Signed on July 4, the law extends a variety of tax breaks, restores or introduces deductions related to tips and auto loans, and includes measures that reduce funding for Medicaid and nutrition assistance programs.
Supporters — mainly Republican lawmakers — contend the legislation prevents upcoming tax increases and will spur economic growth. However, the CBO’s analysis finds that anticipated economic gains are unlikely to fully offset the increased borrowing, and projects that more than 10 million additional people could be uninsured by 2034 as a result of the law’s cuts to health and benefit programs.
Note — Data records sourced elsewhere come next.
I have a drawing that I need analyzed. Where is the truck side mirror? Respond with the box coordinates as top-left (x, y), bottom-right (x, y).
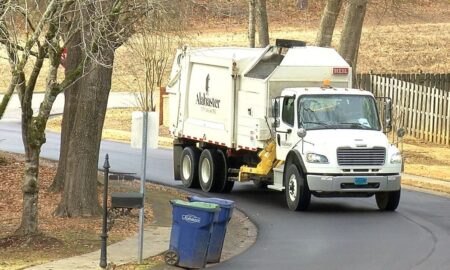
top-left (272, 98), bottom-right (280, 128)
top-left (384, 98), bottom-right (392, 133)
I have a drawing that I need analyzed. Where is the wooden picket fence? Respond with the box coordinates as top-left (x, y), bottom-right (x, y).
top-left (356, 73), bottom-right (450, 145)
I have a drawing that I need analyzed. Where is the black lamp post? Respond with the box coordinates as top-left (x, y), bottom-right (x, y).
top-left (100, 154), bottom-right (110, 268)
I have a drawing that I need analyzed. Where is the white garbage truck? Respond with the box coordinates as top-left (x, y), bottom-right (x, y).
top-left (167, 40), bottom-right (402, 211)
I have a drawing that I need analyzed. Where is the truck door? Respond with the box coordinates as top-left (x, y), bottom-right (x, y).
top-left (276, 96), bottom-right (298, 160)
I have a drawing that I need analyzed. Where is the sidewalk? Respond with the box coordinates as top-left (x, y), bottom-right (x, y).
top-left (402, 173), bottom-right (450, 196)
top-left (26, 209), bottom-right (257, 270)
top-left (0, 92), bottom-right (137, 122)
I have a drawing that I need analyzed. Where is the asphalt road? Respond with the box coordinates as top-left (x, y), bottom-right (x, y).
top-left (0, 123), bottom-right (450, 270)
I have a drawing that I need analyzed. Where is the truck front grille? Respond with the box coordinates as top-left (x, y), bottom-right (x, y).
top-left (337, 147), bottom-right (386, 166)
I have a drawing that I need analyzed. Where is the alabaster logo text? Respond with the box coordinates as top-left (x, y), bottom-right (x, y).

Beyond the headline deficit figure, the CBO highlights how the law’s mix of tax extensions and spending reductions will reshape fiscal priorities. Tax breaks included in the bill tend to favor households and industries that already benefit from lower tax rates, while reductions in federal assistance target programs that many low- and moderate-income families rely on. The net effect, according to the nonpartisan agency, is higher federal debt and a reduction in coverage and support for vulnerable populations.
Economists are divided on how much the tax changes will stimulate long-term economic activity. Proponents argue that lower taxes on individuals and certain businesses will increase investment and consumer spending, possibly leading to higher wages and job growth. Critics counter that unless the tax changes raise productivity, the short-term boost to demand will be outweighed by the long-term burden of higher deficits—resulting in higher interest rates and less fiscal room to respond to future recessions.
The CBO’s projection of an additional 10 million uninsured by 2034 stems from cuts to Medicaid funding and reduced food assistance, which can cause people to lose eligibility or access. Loss of coverage has broader implications beyond medical bills: it can reduce preventive care, worsen health outcomes, and increase uncompensated care costs for hospitals and local governments.
Policymakers now face competing priorities: maintain tax relief and encourage growth, or protect health and safety-net programs while keeping deficits in check. The CBO estimate adds urgency to debates over whether to offset some tax provisions with spending reforms that spare core safety-net programs, or to identify alternative revenue sources to limit long-term borrowing.
As the law is implemented, further analyses will monitor actual economic and budgetary outcomes. Changes in employment, wages, and program enrollment will determine how closely reality matches the CBO’s forecast. For now, the nonpartisan score underscores a central trade-off in fiscal policymaking: short-term tax relief and political goals versus long-term fiscal sustainability and programmatic support for millions of Americans.